Executives from BAH, Guidehouse, and other consultancies have reportedly rushed to meet with Trump administration officials to justify their massive paydays, an argument they’re cynically calling “defend the spend.” This week, DOGE has a once-in-a-generation chance to shake up the sclerotic contracting system to take advantage of all the different specialized teams the consulting world has to offer, instead of over-relying on unwieldy behemoths.

From a security perspective, Booz Allen’s reliance on the government for 98% of its business should stun everyone. That’s billions of dollars’ worth of important government information all housed on the same systems. A major hack at BAH could prove devastating. Systems become more resilient when you spread the load. Diversify the consultant pool further, and you lessen the risk of catastrophe if any one player is compromised.

While large firms can serve as steadying anchors, smaller businesses have the ability to move much faster. That means that instead of plotting expansion and personnel changes sometimes years in advance, we can start hiring as soon as we get a contract, and usually deliver results with a faster turnaround. The Pentagon showing greater interest in working with Anduril in addition to the big-name defense contractors shows this administration is willing to listen to different voices to advise on innovation. When a company like BAH has $11 billion in revenue (more than the GDP of several countries), failing to do their job – that is, failing to fulfill their mission for taxpayers – comes with less risk. Smaller businesses know they have less cushion to fall back on, and work harder to make every dollar count.

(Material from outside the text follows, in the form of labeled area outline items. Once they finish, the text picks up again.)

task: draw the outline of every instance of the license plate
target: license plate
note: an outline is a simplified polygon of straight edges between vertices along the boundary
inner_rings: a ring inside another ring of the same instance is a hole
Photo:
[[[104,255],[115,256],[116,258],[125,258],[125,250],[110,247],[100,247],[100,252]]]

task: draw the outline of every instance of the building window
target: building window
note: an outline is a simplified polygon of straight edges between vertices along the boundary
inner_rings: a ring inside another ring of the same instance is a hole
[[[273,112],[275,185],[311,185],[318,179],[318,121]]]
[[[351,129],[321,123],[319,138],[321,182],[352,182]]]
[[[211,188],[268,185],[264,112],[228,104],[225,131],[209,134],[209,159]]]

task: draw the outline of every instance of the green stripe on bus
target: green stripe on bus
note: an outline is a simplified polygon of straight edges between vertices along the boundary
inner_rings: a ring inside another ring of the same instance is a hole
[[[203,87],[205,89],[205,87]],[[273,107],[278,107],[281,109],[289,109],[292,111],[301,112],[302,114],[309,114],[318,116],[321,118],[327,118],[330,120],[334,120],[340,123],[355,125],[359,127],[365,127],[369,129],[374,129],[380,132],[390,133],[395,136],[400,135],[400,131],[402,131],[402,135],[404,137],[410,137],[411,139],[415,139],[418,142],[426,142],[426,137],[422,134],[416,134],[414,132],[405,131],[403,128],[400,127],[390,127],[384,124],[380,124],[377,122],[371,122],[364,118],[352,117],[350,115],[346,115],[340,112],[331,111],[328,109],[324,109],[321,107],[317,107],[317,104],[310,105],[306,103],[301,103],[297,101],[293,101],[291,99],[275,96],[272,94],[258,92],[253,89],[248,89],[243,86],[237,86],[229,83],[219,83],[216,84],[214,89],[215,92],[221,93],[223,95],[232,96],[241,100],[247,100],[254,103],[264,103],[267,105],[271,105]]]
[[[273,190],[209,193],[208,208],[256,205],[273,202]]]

Making the big firms account for themselves is a great way to reform the consulting space, but there are separate actions the government can take that will make more companies of all sizes more competitive. The more red tape involved in the procurement process, the harder it is for smaller firms to compete. The big ones have armies of lawyers to cut through the regulatory jungle. But the answer is to make those lawyers less necessary by cutting red tape in the first place.

Josh Gruenbaum, the top official managing procurement at GSA, comes from the private sector and no doubt understands this. His office can set new rules to clear the field. All the justification for this anyone needs can already be found in the Small Business Act, whose enforcement mechanisms have been historically lacking.

The current system is a creaking relic – overloaded with giants, underpowered by waste. I can hear my Marine Corps grandfather and dad saying: “Improvise, adapt, and overcome.” The way we do that is by letting DOGE light a fire under the giants, recalibrate procurement, and empower smaller businesses to build the nimbler, more resilient, and more efficient consulting system a 21st-century world power truly needs.